Ahora bien, como advierte Rodríguez de la Flor, esas figuraciones del pasado que son las viejas imágenes son también «un legado para el futuro»: «los hilos de su memoria, aun debilitados, se alargan ciertamente hasta hoy. No somos insensibles a cierto influjo suyo» (2011: 10). Observación que no debemos perder de vista, si tenemos en cuenta el florecimiento de museos enumerado anteriormente.

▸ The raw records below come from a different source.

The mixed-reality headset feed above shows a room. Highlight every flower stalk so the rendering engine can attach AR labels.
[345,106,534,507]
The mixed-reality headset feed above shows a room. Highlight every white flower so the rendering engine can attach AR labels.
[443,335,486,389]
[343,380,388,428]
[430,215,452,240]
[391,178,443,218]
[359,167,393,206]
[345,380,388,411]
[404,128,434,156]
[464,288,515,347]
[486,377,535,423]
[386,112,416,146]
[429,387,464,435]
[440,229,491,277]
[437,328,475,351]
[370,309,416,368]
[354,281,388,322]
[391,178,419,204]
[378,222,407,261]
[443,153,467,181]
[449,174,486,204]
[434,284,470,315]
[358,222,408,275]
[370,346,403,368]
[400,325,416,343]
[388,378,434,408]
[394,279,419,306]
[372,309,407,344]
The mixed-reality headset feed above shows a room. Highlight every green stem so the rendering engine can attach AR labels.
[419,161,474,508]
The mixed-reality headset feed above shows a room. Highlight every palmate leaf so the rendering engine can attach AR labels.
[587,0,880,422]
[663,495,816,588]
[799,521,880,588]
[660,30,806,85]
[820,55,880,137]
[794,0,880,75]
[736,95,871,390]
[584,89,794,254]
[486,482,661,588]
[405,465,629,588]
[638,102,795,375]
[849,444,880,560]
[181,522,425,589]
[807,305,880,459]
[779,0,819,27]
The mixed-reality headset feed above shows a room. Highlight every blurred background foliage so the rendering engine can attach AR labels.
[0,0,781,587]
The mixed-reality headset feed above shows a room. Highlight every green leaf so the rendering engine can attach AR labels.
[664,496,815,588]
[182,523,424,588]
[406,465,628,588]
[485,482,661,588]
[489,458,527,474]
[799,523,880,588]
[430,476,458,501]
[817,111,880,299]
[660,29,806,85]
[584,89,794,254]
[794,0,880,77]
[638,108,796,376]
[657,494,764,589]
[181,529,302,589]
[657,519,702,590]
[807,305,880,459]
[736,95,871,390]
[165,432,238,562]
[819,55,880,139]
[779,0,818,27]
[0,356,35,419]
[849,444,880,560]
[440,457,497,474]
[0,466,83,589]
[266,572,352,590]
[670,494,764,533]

4. La museificación de la fiesta y la ritualización del museo

Imágenes esculpidas para interactuar en la calle en el contexto de una religiosidad históricamente determinada, han sido pues introducidas en museos. Es más, las prácticas asociadas a tales imágenes se han visto reconducidas en este tipo de espacios, lo que no deja de provocar cierto extrañamiento en las representaciones de algunos protagonistas de las fiestas, que asocian, no sin razón —como hizo Adorno— el concepto de patrimonio con algo muerto, en contraste con una fiesta que cuya vitalidad experimentan cotidianamente. Un cofrade de la Semana Santa Marinera de Valencia afirma al respecto:

Es que lo de patrimonio parece que sea una cosa más bien muerta. Y yo creo que las fiestas nunca son una cosa muerta (…) porque la fiesta es una cosa viva, no es sólo lo que hay en el Museo. En el Museo se refleja el patrimonio, el bien cultural de la fiesta, pero nada más, la fiesta es más importante… sin eso haríamos la fiesta igual, sin lo que hay en el museo la fiesta sería igual, saldría igual, la gente participaría igual… (citado en García Pilán, 2010: 415).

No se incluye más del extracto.